I invite you to come and human with me for just a little while.
******************************************************
My best friend from grade school was sexually molested by a family member. She told me about this years later, when we were both near-adults, many years after the abuse ended, and many years after the family member had died. Sometime not long after this, she went to massage school and started work as a massage therapist. In school, she did internships at various community organizations. She spent the most time at a shelter for victims of domestic violence. I have a vivid memory of her telling me about this work experience. She talked at length about how she was really teaching women about safe touch and how it feels when their boundaries are honored.
This story of hers, coupled with everything I knew about her own touch history, was the seed that grew into my desire to go to massage school, and ultimately led me to where I am today. This very day. January 5, 2017. And to where I will be on January 20, Inauguration Day.
I will be at work.
See, lately, so many people I work with are feeling directly threatened and unsafe because of who they are. In my office, the one goal I have for every person is that they feel safe and they start to feel like their body is a place they can inhabit with ease and confidence. I have little power over what kind of threats or danger can appear to people once they leave my space. But with me, for that little time at least, I strive to create a place that is safe and free of judgment. I feel like those sorts of places are shrinking faster than the polar ice caps, so on January 20, I will be at work. Trying to hold that space.
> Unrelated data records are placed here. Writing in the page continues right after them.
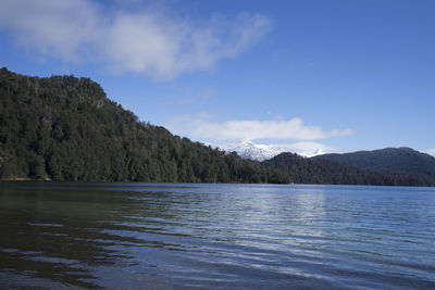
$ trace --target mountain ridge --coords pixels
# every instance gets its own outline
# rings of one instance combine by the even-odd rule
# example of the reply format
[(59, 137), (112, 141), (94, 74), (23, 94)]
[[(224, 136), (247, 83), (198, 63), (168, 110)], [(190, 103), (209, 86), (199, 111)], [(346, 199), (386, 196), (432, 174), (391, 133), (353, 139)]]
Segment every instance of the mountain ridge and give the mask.
[(409, 147), (315, 156), (386, 173), (423, 174), (435, 178), (435, 157)]

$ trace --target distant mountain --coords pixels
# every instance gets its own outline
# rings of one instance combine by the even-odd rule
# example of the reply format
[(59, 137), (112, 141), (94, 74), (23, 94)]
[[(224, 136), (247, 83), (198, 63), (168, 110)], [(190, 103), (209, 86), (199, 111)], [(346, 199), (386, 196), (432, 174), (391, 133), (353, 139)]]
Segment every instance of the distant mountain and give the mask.
[(264, 161), (286, 152), (285, 148), (278, 146), (256, 144), (251, 141), (239, 141), (231, 144), (217, 146), (226, 152), (237, 152), (243, 159)]
[[(239, 141), (229, 144), (216, 146), (226, 152), (237, 152), (241, 157), (253, 161), (265, 161), (272, 159), (283, 152), (294, 152), (298, 155), (311, 157), (324, 154), (322, 148), (313, 148), (313, 143), (300, 142), (298, 147), (295, 144), (257, 144), (252, 141)], [(291, 147), (293, 146), (293, 147)]]
[(336, 161), (384, 173), (423, 174), (435, 178), (435, 157), (406, 147), (324, 154), (315, 159)]
[(288, 175), (139, 122), (88, 78), (0, 70), (0, 179), (289, 182)]
[(435, 186), (435, 178), (427, 175), (378, 172), (320, 156), (302, 157), (294, 153), (281, 153), (262, 164), (286, 172), (296, 184)]

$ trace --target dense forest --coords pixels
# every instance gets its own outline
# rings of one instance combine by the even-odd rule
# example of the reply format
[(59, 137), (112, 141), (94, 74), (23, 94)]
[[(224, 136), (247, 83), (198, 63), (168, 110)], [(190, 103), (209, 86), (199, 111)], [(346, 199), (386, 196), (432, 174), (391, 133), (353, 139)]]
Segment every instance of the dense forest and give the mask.
[(139, 122), (88, 78), (0, 71), (0, 178), (290, 182), (237, 154)]
[(377, 172), (294, 153), (282, 153), (262, 164), (285, 171), (296, 184), (435, 186), (433, 178), (422, 174)]
[(435, 178), (435, 157), (407, 147), (324, 154), (315, 159), (332, 160), (384, 173), (413, 173)]
[(0, 179), (435, 186), (422, 174), (293, 153), (244, 160), (140, 122), (89, 78), (7, 68), (0, 70)]

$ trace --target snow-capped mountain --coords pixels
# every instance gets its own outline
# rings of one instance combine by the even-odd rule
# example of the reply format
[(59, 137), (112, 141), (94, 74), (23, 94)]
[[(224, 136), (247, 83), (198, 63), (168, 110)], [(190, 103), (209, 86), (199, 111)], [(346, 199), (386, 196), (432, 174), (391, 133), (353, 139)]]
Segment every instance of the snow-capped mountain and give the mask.
[(229, 144), (220, 144), (216, 147), (226, 152), (236, 151), (241, 157), (254, 161), (269, 160), (283, 152), (294, 152), (306, 157), (311, 157), (314, 155), (325, 154), (325, 150), (332, 151), (331, 148), (315, 142), (297, 142), (291, 144), (257, 144), (252, 141), (245, 140)]
[(244, 159), (264, 161), (276, 156), (287, 150), (277, 146), (256, 144), (251, 141), (239, 141), (231, 144), (219, 146), (226, 152), (236, 151)]

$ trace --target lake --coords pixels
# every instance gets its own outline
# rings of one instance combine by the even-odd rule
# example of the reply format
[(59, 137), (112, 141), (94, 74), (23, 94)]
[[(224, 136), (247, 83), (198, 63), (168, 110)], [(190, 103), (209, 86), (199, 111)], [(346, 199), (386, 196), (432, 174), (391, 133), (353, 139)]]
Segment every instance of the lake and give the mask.
[(0, 182), (0, 288), (435, 288), (435, 189)]

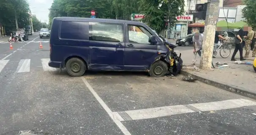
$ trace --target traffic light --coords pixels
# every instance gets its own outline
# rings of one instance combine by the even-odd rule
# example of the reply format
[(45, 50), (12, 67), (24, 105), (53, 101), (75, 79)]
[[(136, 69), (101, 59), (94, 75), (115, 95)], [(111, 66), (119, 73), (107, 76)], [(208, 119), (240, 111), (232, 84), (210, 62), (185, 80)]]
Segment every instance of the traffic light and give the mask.
[(195, 5), (195, 12), (206, 11), (208, 3), (196, 4)]
[(165, 22), (168, 22), (169, 21), (168, 18), (168, 14), (165, 13), (164, 17), (165, 18), (165, 19), (164, 19)]

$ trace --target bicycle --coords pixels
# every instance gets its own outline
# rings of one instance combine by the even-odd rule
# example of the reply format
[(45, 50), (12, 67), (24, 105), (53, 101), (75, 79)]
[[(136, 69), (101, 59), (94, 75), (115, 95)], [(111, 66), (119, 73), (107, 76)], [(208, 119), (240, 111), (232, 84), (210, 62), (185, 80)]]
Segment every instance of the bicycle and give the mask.
[[(214, 48), (214, 49), (213, 49), (213, 55), (216, 56), (217, 54), (217, 51), (220, 50), (220, 51), (220, 51), (220, 57), (221, 57), (223, 58), (226, 58), (228, 57), (228, 56), (229, 56), (229, 55), (230, 55), (230, 54), (231, 53), (231, 50), (230, 49), (230, 48), (229, 47), (228, 47), (228, 46), (227, 46), (227, 45), (224, 46), (223, 45), (223, 40), (220, 40), (220, 44), (217, 43), (217, 44), (214, 45), (214, 46), (217, 46), (217, 48), (216, 50)], [(226, 51), (224, 50), (224, 49), (227, 49), (227, 51)], [(224, 57), (223, 56), (223, 54), (222, 54), (222, 51), (221, 51), (222, 50), (223, 51), (223, 53), (226, 53), (226, 52), (228, 52), (228, 55), (226, 57)]]

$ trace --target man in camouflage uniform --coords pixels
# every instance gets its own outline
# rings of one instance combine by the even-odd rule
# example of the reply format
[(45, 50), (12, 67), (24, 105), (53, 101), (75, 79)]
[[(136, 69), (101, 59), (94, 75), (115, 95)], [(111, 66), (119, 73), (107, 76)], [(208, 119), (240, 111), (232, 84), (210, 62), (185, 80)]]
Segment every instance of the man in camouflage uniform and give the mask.
[(248, 27), (248, 34), (247, 36), (244, 36), (244, 38), (246, 39), (245, 41), (245, 54), (244, 58), (248, 58), (249, 57), (249, 54), (250, 54), (250, 43), (251, 43), (251, 40), (253, 38), (254, 36), (254, 32), (252, 30), (251, 27)]

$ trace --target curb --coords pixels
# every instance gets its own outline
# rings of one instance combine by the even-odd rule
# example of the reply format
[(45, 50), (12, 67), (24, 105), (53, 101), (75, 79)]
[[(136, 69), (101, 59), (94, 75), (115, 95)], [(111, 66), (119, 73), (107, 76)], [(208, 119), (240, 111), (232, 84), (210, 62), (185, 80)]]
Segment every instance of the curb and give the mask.
[(224, 84), (202, 77), (199, 75), (194, 75), (187, 71), (182, 70), (181, 74), (184, 76), (190, 75), (193, 78), (207, 84), (210, 85), (218, 88), (230, 92), (235, 93), (248, 97), (256, 99), (256, 93), (248, 92), (246, 89), (239, 88), (235, 86)]

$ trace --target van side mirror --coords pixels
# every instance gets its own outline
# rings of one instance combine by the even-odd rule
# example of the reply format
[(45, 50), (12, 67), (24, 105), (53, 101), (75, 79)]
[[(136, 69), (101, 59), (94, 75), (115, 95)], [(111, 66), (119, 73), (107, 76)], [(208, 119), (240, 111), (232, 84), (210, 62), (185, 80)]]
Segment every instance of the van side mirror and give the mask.
[(155, 35), (151, 35), (149, 38), (149, 42), (153, 43), (156, 44), (157, 43), (157, 37)]

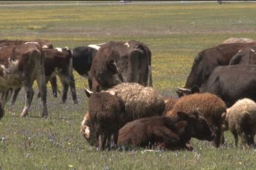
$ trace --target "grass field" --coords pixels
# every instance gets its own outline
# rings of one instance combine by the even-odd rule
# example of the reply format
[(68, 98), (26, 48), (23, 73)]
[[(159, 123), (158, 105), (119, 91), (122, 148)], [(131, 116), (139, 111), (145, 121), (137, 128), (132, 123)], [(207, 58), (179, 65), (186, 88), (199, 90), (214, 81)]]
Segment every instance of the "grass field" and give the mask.
[[(176, 95), (200, 50), (230, 37), (256, 39), (256, 3), (121, 4), (118, 1), (0, 1), (0, 37), (46, 39), (71, 48), (110, 40), (136, 39), (152, 52), (153, 84), (163, 95)], [(0, 169), (255, 169), (256, 152), (227, 144), (216, 149), (192, 139), (193, 152), (97, 152), (80, 134), (87, 109), (86, 80), (75, 73), (79, 104), (53, 98), (50, 119), (39, 117), (34, 98), (29, 115), (19, 117), (23, 94), (7, 104), (0, 120)], [(59, 86), (60, 88), (61, 87)]]

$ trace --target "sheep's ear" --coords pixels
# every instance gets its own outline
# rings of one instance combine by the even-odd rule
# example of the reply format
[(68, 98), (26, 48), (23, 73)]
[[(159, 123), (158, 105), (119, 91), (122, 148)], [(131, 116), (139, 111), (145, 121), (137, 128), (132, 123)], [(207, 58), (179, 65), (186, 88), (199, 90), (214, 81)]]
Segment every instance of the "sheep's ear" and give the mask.
[(200, 93), (200, 89), (197, 85), (194, 85), (193, 88), (191, 89), (191, 93)]
[(181, 119), (184, 120), (188, 120), (189, 119), (189, 115), (183, 112), (177, 112), (177, 115), (181, 117)]
[(87, 88), (85, 90), (85, 92), (86, 92), (86, 96), (87, 96), (88, 98), (90, 98), (91, 96), (91, 94), (94, 93), (92, 91), (89, 90), (87, 89)]
[(226, 112), (223, 112), (222, 114), (222, 117), (221, 117), (221, 121), (222, 121), (222, 123), (223, 123), (224, 121), (225, 121), (225, 118), (226, 118), (226, 115), (227, 115), (227, 113)]

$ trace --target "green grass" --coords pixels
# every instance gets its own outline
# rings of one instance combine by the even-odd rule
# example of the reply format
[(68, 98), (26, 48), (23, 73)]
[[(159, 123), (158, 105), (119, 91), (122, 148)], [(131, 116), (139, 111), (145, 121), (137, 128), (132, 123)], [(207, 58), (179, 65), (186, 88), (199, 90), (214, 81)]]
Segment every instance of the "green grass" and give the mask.
[[(174, 89), (184, 85), (199, 51), (230, 37), (256, 39), (255, 3), (76, 2), (1, 1), (1, 39), (47, 39), (55, 47), (69, 47), (110, 40), (143, 42), (152, 52), (154, 86), (163, 95), (176, 95)], [(256, 169), (256, 152), (236, 148), (229, 132), (227, 145), (219, 149), (192, 139), (193, 152), (97, 152), (80, 134), (87, 82), (77, 73), (75, 80), (78, 105), (70, 96), (61, 104), (60, 96), (53, 98), (48, 88), (50, 120), (39, 117), (42, 107), (36, 98), (28, 117), (19, 117), (23, 93), (15, 106), (6, 107), (0, 120), (0, 169)]]

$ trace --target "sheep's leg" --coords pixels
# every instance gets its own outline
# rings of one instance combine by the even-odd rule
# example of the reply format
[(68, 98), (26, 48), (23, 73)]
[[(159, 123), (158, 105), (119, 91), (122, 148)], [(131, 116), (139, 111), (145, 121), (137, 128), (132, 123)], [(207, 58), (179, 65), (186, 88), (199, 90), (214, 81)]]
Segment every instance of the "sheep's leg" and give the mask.
[(233, 135), (234, 136), (234, 139), (235, 139), (235, 144), (236, 144), (236, 147), (238, 147), (238, 135), (237, 134), (236, 131), (231, 131)]
[(106, 144), (106, 136), (101, 134), (99, 136), (99, 149), (102, 151), (105, 150), (105, 145)]

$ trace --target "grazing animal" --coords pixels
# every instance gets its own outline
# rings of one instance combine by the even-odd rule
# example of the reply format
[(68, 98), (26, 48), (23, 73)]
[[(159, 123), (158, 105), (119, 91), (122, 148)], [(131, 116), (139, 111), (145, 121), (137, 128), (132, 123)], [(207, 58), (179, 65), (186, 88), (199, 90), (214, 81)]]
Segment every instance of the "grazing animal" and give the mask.
[[(42, 53), (45, 56), (45, 70), (46, 84), (51, 78), (58, 75), (64, 86), (62, 102), (66, 102), (68, 88), (70, 85), (73, 101), (75, 104), (78, 104), (75, 79), (72, 68), (71, 51), (66, 48), (43, 49)], [(56, 80), (53, 80), (53, 81), (56, 81)], [(55, 85), (52, 87), (54, 90), (57, 90), (57, 87), (55, 87)], [(14, 104), (18, 96), (18, 93), (20, 92), (20, 89), (21, 88), (15, 90), (15, 94), (12, 97), (12, 104)], [(40, 94), (39, 93), (38, 97), (39, 96)]]
[(106, 142), (108, 147), (110, 147), (110, 137), (113, 135), (116, 144), (118, 131), (123, 124), (124, 101), (109, 93), (95, 93), (89, 98), (88, 105), (89, 117), (86, 117), (86, 120), (83, 121), (87, 125), (82, 124), (82, 126), (86, 125), (87, 131), (84, 132), (87, 141), (91, 145), (104, 150)]
[(5, 105), (13, 89), (24, 87), (26, 104), (21, 113), (28, 115), (34, 95), (33, 82), (37, 80), (42, 94), (42, 117), (47, 117), (45, 56), (37, 44), (23, 44), (2, 47), (0, 49), (0, 92), (1, 101)]
[(175, 104), (178, 101), (178, 98), (171, 97), (171, 96), (166, 96), (164, 98), (165, 98), (165, 104), (164, 114), (165, 114), (167, 112), (173, 109)]
[(45, 39), (35, 39), (31, 41), (24, 41), (24, 40), (11, 40), (11, 39), (1, 39), (0, 40), (0, 47), (2, 47), (4, 46), (9, 46), (9, 45), (23, 45), (23, 44), (34, 44), (38, 43), (42, 48), (50, 48), (53, 49), (53, 44)]
[[(116, 123), (113, 123), (114, 125), (113, 125), (115, 126), (115, 128), (111, 128), (111, 129), (118, 130), (118, 128), (120, 128), (126, 123), (132, 121), (133, 120), (136, 120), (142, 117), (146, 117), (162, 115), (162, 112), (165, 110), (165, 101), (163, 98), (152, 88), (144, 87), (138, 83), (124, 82), (108, 90), (102, 91), (99, 93), (94, 93), (92, 95), (97, 94), (97, 96), (94, 96), (93, 98), (97, 98), (98, 100), (97, 101), (95, 101), (96, 99), (94, 99), (94, 100), (91, 99), (91, 97), (92, 96), (92, 95), (91, 95), (88, 91), (86, 91), (86, 94), (89, 97), (89, 116), (90, 117), (90, 120), (93, 117), (91, 115), (94, 113), (98, 113), (100, 115), (105, 116), (106, 114), (102, 114), (102, 112), (104, 112), (102, 111), (102, 108), (107, 108), (108, 110), (110, 109), (110, 111), (108, 111), (108, 112), (112, 112), (113, 116), (110, 117), (111, 120), (108, 120), (108, 121), (112, 121), (113, 123), (113, 122)], [(102, 96), (102, 97), (105, 96), (105, 98), (108, 98), (107, 97), (108, 97), (109, 98), (103, 100), (102, 98), (102, 97), (100, 97), (101, 96)], [(96, 96), (99, 96), (99, 97), (96, 98)], [(113, 106), (115, 107), (114, 108), (118, 108), (118, 106), (116, 106), (117, 104), (118, 103), (117, 101), (115, 103), (116, 105), (111, 105), (112, 104), (111, 102), (114, 102), (115, 100), (113, 98), (119, 98), (118, 99), (119, 107), (121, 107), (121, 108), (123, 108), (122, 102), (124, 102), (124, 108), (125, 108), (124, 113), (121, 114), (118, 112), (113, 112), (111, 108), (113, 108)], [(120, 101), (120, 98), (121, 100), (121, 102)], [(107, 102), (106, 101), (109, 101)], [(97, 105), (97, 107), (95, 105)], [(90, 111), (92, 112), (92, 113), (91, 113)], [(114, 117), (114, 116), (116, 116), (116, 115), (118, 115), (118, 117), (117, 117), (118, 120), (116, 120), (116, 117)], [(82, 125), (82, 129), (87, 129), (87, 136), (89, 133), (91, 134), (91, 128), (90, 127), (90, 124), (94, 124), (94, 121), (95, 121), (95, 120), (89, 121), (88, 117), (85, 117), (85, 118), (86, 119), (86, 121), (84, 120), (83, 121), (83, 123), (85, 123), (86, 122), (87, 123), (89, 122), (90, 123), (86, 125), (86, 126), (84, 126), (84, 125)], [(108, 117), (107, 118), (109, 118), (109, 117)], [(86, 127), (87, 128), (85, 127)], [(82, 130), (82, 131), (85, 131), (85, 130), (84, 131)], [(116, 132), (117, 132), (113, 130), (111, 130), (111, 131), (113, 131), (113, 134), (115, 134)], [(94, 139), (89, 139), (89, 140), (93, 141), (92, 142), (95, 141), (97, 142), (97, 140), (95, 139), (95, 136), (96, 136), (96, 139), (98, 138), (97, 137), (98, 136), (93, 135), (91, 136), (91, 137), (94, 138)]]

For months now, I have been seeing some clients come through, only obliquely referring to the election and its results as they talk about how this ache or that pain or this overall anxious feeling just will not go away. In my outside job, working at a cancer treatment center, I have watched the unkind edges of how the political climate seeps even into the minds of people who are literally trying to save their own lives. I have been given the gift of heir trust, which I tried to honor by making a place for them to feel just a little bit like a connected and whole body.
And I have gone home and cried because I know that what I do won't change the very real possibility that many of them will lose the ability to pay for their care, or that some of my clients in my regular practice still walk out into a world that has decided their love, or their religion, or their skin is now a problem. That they are a problem, and not so much a fellow human being.
And then I remember my best friend from grade school. How she took her trauma and turned it into action. Some kind of action. I can sit here and drink tea from my Jane Austen mug and wallow in my futility.
Or I can go to work. I can try, for just an hour at a time, for one person at a time, to create a space where we are again compassionate humans who listen to each other and honor each other. I don't know what else to do, so I'll be doing that.
I invite you to come and human with me for just a little while.